• başa gelebilecek en berbat hırsızlıklardan biridir.

    televizyon, mikrodalga fırın vb.ni zamanla yerine koyabilirsiniz. isterseniz daha da güzelini alır kendinizi avutursunuz üstelik.

    araba, büyük olasılıkla kaskoludur, değilse de bulunma olasılığı çok daha yüksektir. polis daha yakından ilgilenir üstelik.

    ziynet eşyâları ve para, belki daha zor yerine konur ama konur. tek gereken zamandır.

    nüfus cüzdanı, pasaport, kredi kartı, ehliyet... iptâli de yerine konması da çok kısa zaman alan şeylerdir. hem yenilemek için fırsat olmuş olur.

    cep telefonu bunlara oranla daha kötü, onda da saklamak istediğiniz güzel mesajlar ve bilgisayar kadar olmasa da çeşitli dosyalar olabilir. ama en azından onu iptâl ettirip kilitletebiliyorsunuz, yitip giden telefonunuzu hırsız da kullanamıyor.

    oysa bilgisayarınızın içindeki onca bilgi, dosya, yazı, belgeyi yerine koymanız olanaksızdır. bir yere kadar koyabilirsiniz. hele de harici disk kullanma gibi bir alışkanlığa sâhip değilseniz yandınız demektir. zâten büyük olasılıkla bilgisayarınızın yanında tutacağınız bu aparat da onunla birlikte gidecektir.

    mahvolmuş durumdayım kısacası. bunu yapanın son nefesine dek bağıra bağıra acı çekmesini istiyorum. dua etsin ki karşıma çıkmasın has orospu çocuğu, has şerefsiz.

    daha da koyanı, zâten canınız yeterince sıkılmamış ve işleriniz yeterince aksamamış gibi size yardımı olabileceklerin aslında bir boka yaramadığını görmektir.

    polis gelir, ciddiye almaz. temizlikten bir gün sonra olan bu olaydan sonra yerdeki uzun ve kızıl saç telini almamak için binbir bahâne üretir. neymiş, eve gelen birinin olabilirmiş. ne böyle saça sâhip bir kız arkadaşım var, ne de o teli orada bırakacak kadar pasaklıyım. herif uğraşmak istemiyor işte. sonuç çıkacağı falan da yok. cinâyet olmadı mı bu ülkede her boku yiyebilirsin, yediğin kadar kârlısın zâten. ondan sonra linç bilinci tabii ki gelişir, insanlar kendi cezâlarını kendi veriyor artık. cidden de bunu yapanı elime geçirirsem bıçakmış silâhmış zerre korkmadan üzerine atlayacak durumdayım şu anda.

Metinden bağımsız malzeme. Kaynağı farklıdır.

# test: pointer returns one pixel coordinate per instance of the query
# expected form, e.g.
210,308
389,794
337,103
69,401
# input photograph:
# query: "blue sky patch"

    sony'yi arayıp bilgisayarın tâkibini yapıp yapamayacağınızı sorarsınız, anca yetkili servise giderse, o da seri numarası tâkibiyle olurmuş. seri numarası da garanti belgesinde olurmuş, yâni bilgisayar çantasıyla yitip giden kağıtta... koskoca dünyâ devi, sattığı ürünün seri numarasını herhangi bir yazılıma yüklemekten âciz, küçücük bir kağıt parçasından medet ummakta. bravo! elimde anca fatura var, onun üzerine yazan da seri değil ürün numarasına benziyor.

    tatlı niyetine: her arayanın cana geleceğine mala gelsin biçimindeki fenâlık geçirten avuntumsuları.

    sanırım bir yakınınızın kaçırılmasından sonra size en çok zarârı veren hırsızlık budur.

    edit: bulunmuştur. yihhuuu!! bu süreçte şans, iyi insanlar ve bilgisayar çantasındaki bilgi etiketi ne kadar önemli rol oynadıysa beceriksiz türk polisi de bir o kadar etkisiz ve hattâ yutan elemanı oynamıştır.
  • verilerini bulutlarda saklayan uygulamalar kullanmıyor ve yedeklemiyorsan çok ağlarsın çooooook.